IgdEagalactiae, IgdEpseudoporcinus and IgdEequi are IgG subtype specific.
(A) 0.25 mg/ml human IgG subtypes were incubated for 16h at 37°C with (+) or without (-) 20 μg/ml purified rIgdEagalactiae. Reactions were analyzed by SDS-PAGE under reducing conditions. IgG cleavage (*) occurred only upon incubation with IgG1. SDS-PAGE was stained with Coomassie blue. Order of lanes within SDS-PAGE was adjusted. (B) 0.25 mg/ml human IgG subtypes were incubated for 16h at 37°C with (+) or without (-) 5% soluble fraction of E. coli cells expressing rIgdEpseudoporcinus. Reactions were analyzed by SDS-PAGE under reducing conditions. IgG cleavage (*) occurred only upon incubation with IgG1. SDS-PAGE was stained with Coomassie blue. (C) 0.09 mg/ml recombinant equine IgG subtypes were incubated for 16h at 37°C with (+) or without (-) 5% soluble fraction of E. coli cells expressing rIgdEequi. Reactions were analyzed by SDS-PAGE under reducing conditions. IgG cleavage (*) occurred only upon incubation with IgG7. SDS-PAGE was stained with Coomassie Fluor Orange Protein Gel Stain. Images of different SDS-PAGE run in parallel have been assembled into one figure.
Fig 6.
IgdE family proteases cleave IgG in the hinge region.

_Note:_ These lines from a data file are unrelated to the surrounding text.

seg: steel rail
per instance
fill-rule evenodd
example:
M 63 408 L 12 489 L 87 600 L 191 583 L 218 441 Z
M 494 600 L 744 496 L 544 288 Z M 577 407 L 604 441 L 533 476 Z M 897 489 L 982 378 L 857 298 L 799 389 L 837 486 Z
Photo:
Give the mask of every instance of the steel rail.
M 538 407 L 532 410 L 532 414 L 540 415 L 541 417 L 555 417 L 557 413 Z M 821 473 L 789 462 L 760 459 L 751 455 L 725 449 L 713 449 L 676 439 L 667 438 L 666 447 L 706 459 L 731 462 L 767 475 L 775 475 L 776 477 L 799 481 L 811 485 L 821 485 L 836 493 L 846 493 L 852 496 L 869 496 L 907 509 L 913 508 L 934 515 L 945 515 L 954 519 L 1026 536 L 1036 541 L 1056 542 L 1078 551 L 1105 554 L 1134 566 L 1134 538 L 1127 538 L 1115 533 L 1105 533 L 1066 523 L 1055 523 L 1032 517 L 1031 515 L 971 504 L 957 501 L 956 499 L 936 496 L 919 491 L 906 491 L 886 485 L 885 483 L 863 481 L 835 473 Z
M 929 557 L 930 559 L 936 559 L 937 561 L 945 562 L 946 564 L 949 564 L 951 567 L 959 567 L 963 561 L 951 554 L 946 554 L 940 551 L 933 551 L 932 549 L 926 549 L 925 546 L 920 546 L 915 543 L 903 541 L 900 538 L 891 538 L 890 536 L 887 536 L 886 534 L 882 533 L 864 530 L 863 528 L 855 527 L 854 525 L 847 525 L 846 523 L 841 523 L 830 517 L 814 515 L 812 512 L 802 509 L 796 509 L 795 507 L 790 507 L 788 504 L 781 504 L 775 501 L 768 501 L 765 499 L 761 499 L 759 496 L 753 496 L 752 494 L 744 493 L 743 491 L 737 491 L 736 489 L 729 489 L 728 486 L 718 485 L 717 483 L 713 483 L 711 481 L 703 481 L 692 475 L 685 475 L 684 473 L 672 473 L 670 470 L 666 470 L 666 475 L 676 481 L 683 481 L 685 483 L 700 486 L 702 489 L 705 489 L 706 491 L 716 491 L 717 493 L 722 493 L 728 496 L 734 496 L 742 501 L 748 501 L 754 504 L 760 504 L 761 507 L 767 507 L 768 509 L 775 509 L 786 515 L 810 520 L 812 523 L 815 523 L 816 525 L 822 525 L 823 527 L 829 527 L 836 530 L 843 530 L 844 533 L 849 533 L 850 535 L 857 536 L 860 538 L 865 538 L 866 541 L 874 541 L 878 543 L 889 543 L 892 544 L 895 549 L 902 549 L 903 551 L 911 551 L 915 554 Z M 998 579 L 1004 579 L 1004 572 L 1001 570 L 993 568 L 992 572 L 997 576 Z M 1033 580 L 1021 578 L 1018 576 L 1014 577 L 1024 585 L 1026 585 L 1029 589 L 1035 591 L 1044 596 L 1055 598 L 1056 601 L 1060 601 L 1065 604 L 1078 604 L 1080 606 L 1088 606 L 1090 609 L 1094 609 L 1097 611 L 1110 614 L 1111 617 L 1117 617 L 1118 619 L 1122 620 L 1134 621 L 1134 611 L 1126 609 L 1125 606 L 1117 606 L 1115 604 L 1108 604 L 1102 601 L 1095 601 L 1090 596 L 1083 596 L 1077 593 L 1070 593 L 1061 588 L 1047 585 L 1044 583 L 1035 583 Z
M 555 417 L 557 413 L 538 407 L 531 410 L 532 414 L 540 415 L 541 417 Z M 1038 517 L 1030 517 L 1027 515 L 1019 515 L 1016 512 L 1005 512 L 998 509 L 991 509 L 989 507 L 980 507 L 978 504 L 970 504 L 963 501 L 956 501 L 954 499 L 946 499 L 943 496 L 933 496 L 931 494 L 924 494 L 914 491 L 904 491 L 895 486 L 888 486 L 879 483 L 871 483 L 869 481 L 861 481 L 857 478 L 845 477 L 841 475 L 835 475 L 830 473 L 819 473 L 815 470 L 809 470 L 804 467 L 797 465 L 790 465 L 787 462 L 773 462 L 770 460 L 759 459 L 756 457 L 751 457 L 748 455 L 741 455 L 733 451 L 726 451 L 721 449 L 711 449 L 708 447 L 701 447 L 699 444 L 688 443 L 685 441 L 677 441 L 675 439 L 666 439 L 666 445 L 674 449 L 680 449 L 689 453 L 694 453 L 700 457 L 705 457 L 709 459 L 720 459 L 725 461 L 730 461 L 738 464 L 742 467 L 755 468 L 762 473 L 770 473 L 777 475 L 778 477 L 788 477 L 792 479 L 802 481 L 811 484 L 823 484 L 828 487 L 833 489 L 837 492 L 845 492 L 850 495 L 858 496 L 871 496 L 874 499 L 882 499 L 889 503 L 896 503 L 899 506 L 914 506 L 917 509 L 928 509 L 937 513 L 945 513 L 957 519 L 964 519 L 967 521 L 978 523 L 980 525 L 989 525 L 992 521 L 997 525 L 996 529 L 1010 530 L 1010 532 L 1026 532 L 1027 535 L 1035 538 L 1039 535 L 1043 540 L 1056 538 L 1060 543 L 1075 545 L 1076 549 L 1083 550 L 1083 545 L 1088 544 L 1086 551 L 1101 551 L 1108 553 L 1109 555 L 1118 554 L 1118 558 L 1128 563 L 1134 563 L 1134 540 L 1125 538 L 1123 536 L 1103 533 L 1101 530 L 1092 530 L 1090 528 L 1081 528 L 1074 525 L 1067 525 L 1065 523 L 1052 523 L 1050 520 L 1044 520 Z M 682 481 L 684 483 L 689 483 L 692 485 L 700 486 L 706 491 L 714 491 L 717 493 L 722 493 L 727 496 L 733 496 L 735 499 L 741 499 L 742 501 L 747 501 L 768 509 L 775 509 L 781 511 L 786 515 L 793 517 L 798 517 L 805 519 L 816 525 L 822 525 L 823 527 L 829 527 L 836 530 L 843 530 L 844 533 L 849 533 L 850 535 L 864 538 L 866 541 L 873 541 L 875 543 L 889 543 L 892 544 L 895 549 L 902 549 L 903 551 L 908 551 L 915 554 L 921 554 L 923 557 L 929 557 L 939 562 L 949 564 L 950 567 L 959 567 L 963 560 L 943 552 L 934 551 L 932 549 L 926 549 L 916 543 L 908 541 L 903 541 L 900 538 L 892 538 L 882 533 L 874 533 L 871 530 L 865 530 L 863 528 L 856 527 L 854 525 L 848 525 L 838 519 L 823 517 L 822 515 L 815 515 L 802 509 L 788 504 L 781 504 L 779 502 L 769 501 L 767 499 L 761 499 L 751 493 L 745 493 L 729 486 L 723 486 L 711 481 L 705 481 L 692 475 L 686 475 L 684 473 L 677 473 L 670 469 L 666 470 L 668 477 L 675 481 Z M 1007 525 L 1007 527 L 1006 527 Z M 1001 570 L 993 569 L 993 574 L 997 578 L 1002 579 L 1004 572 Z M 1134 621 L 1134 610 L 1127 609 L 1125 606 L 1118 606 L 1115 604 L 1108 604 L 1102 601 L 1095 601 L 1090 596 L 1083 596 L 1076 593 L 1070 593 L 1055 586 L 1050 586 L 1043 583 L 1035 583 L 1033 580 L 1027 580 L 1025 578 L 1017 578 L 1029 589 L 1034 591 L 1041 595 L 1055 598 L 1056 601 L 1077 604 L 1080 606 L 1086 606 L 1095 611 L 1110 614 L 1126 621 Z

(A) The cleavage sites within IgG molecules were determined through N-terminal Edman sequencing of the 32 kDa IgG cleavage products generated by IgdE family proteases. The identified aa sequences (bold) were found in the hinge regions of the respective IgG heavy chains. Homodimer disulfide bond cysteine residues are underlined. 10 aa N- and C-terminal from the identified cleavage site (scissor symbol) of the respective IgG heavy chain are shown. Porcine IgG4a was chosen as a representative for porcine IgG. (B) Sequences of the hinge regions and adjacent parts of the CH1 and CH2 domains of human, porcine and equine IgG subtypes were aligned using T-COFFEE (Version_8.93) [38] to illustrate hinge region diversity. Alignment reliability assessed by TCS [39] is color coded (blue to red).